Lukman Edy, Komisi II minta Kemendagri Buat Standar Anggaran Pilkada

Jakarta,RanahRiau.com- Atas melonjaknya usulan anggaran untuk hajatan Pilkada Serentak 2018 yang mencapai Rp15,3 triliun oleh Komisi Pemilihan Umum Daerah (KPUD), Badan Pengawas Pemilu (Bawaslu) provinsi dan Panwas kabupaten/kota. Komisi II DPR meminta agar Kementerian Dalam Negeri (Kemendagri) membuat surat edaran mengenai standar biaya minimum (SBM) penganggaran pilkada.

"Saya justru melihat Kemendagri harus memuat edaran kepada bupati-bupati, wali kota-wali kota dan gubernur-gubernur tentang standar biaya minimum (SBM) supaya penyusunan anggaran tertib, yang dibebankan kepada APBD yang boleh buat pilkada apa saja," ujar Wakil Ketua Komisi II DPR Lukman Edy kepada wartawan di Gedung DPR, Jakarta, Selasa (25/4/2017).
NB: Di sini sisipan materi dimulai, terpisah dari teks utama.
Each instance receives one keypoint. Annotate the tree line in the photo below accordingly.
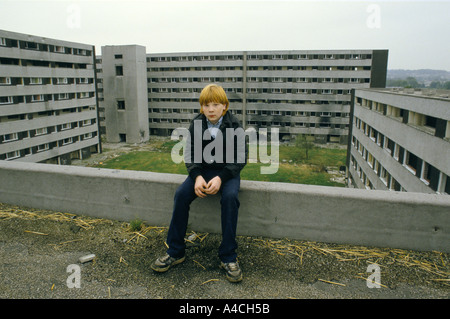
(411, 82)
Lukman mencontohkan, misalnya ada usulan anggaran untuk membeli seragam petugas supaya lebih bagus atau usulan pembelian motor atau kendaraan untuk petugas, baiknya itu ditolak saja karena membebani biaya negara. Sehingga, Kemendagri perlu membuat surat edaran mengenai apa saja yang bisa masuk anggaran pilkada, lalu berapa standar honor Petugas KPPS, maksimal jumlah pencetakan baliho, standar debat dan di mana acara itu disiarkan, dan lainnya.

"Ada daerah yang cukup efisien. Ini tidak merata oleh sebab itu mesti ditertibkan " imbuhnya.

Menurut Politikus PKB itu, membengkaknya usulan anggaran itu lantaran adanya euforia di daerah dalam mengusulkan anggaran Pilkada Serentak 2018. Tapi berdasarkan pengalaman pilkada sebelumnya, hanya 60% dari total usulan yang kemungkinan akan disetujui oleh DPRD dan pemda masing-masing.

"Makannya saya bilang engga masuk, KPUD ini memanfaatkan kesempatan itu untuk mengajukan macam-macam pembiayaan," pungkasnya.